The highlight of our trip was the Canal, which was celebrating its 100th year in operation. Amazingly, there have been very few changes made in the mechanics/technology of the canal’s operation. All the water used to move ships through the locks, is gravity fed into the locks from Gatun Lake and ultimately pushing 52 million gallons into both the Pacific and Atlantic oceans for each ship that goes through the canal. We learn this and much more from attending presentations provided onboard prior to the big day.
On Canal day, we were all up and on deck at 5:30am, staking our claim for space by the front deck rails. It’s just about dawn and we realize we are in a waiting area along with at least 50 other ships waiting to go through the canal. The good news is, cruise ships have priority going through due to the higher fees paid with passengers onboard.

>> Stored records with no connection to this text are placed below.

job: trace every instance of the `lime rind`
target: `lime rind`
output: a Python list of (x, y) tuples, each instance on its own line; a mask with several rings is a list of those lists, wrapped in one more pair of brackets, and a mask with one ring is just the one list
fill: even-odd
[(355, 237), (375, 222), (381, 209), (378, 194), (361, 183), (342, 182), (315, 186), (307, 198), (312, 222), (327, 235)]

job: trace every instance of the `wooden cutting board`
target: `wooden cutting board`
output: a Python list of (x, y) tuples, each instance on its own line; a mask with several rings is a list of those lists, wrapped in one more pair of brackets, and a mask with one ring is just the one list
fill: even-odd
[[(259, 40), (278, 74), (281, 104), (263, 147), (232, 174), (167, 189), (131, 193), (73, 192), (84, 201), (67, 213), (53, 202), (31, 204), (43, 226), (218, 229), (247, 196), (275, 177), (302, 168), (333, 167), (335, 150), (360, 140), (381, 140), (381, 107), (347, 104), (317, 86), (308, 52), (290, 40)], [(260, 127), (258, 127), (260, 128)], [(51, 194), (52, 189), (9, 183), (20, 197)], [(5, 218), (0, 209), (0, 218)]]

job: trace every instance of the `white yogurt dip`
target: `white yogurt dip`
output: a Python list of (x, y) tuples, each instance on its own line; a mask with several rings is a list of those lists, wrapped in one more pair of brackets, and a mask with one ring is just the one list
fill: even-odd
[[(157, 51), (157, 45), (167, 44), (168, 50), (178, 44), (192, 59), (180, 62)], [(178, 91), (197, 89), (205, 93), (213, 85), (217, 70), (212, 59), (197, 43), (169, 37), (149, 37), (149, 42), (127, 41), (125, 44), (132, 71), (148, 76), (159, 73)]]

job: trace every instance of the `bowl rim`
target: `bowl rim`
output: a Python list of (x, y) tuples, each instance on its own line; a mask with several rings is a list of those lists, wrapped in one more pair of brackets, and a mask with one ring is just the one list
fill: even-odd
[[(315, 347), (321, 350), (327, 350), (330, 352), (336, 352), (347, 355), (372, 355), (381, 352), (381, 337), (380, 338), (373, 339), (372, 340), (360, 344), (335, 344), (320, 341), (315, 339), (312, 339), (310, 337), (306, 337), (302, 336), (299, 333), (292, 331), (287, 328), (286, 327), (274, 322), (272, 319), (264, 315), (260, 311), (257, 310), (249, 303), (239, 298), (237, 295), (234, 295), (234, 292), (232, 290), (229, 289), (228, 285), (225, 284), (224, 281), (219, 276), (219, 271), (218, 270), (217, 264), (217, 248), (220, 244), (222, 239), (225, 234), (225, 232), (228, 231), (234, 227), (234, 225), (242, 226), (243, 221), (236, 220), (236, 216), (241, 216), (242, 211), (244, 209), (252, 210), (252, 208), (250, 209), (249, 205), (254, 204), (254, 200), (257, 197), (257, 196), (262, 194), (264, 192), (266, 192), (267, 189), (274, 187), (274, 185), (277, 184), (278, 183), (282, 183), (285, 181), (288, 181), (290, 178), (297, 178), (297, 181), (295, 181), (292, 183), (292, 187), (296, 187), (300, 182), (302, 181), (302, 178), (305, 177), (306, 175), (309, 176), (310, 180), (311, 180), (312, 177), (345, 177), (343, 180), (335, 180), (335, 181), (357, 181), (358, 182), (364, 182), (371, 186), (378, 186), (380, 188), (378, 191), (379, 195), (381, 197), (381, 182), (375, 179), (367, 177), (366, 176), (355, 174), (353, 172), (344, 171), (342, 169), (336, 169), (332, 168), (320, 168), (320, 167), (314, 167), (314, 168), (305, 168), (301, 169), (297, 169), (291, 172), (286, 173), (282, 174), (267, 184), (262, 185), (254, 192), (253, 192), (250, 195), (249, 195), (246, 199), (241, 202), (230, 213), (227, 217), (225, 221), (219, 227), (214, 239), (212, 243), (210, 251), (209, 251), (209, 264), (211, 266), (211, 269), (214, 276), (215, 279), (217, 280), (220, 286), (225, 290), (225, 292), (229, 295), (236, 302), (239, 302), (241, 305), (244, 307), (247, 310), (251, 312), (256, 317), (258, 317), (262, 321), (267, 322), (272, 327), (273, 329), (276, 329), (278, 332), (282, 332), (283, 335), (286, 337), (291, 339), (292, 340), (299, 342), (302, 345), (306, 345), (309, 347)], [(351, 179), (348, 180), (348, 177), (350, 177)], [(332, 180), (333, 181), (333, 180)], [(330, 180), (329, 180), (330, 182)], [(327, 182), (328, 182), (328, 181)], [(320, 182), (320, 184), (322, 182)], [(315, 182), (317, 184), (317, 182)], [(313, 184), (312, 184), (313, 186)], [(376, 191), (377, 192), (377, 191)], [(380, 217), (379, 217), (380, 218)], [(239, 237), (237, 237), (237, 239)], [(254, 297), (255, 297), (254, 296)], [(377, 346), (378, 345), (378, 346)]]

We entered the canal shortly after 7am and cruise under the Bridge of the Americas and are at the first of five locks within the canal. When you’re looking at the lock from the front of the ship, you just know we’re not going to fit – but with 1 foot to spare on either side of the ship, we were safely secure and began our adventure. As we are being risen in the first lock, another ship is being brought into the lock next to us, and you swear you could jump between the two vessels since they are so close.
There is an 80-foot difference in water levels between the Pacific Ocean and Gatun Lake, and we go through 3 locks over the course of 2 hours. Then we cruise through the Culebra Cut, where the canal was cut through the Rocky Mountains, and thousands lost their lifes building the canal. The early afternoon finds us cruising Gatun Lake, a lake created by the damming of the Chagres river. By late afternoon, we enter the first of two locks which will take us down 45 feet into the Atlantic Ocean. When we gather for dinner, all we can talk about is our amazing day and the amazing history of the canal.
Although the canal was the highlight, members of our group enjoyed many other activities, from swimming with the dolphins to zip-lining through the rain forest. There were bus tours of inland villages and major cities throughout Central America, and rides on historic trains. Some went on nature walks, while others went searching for monkeys. And as always happens on our cruises, a lot of shopping was done by all.
As the trip came to an end, we had to say good-bye to the new friends we made throughout our incredible journey. With our KE sisters, we vowed to see each other again at the 2015 Convention, where we begin making our plans for our 9th biennial KE Alumnae cruise. Hope you’ll consider joining us in 2016.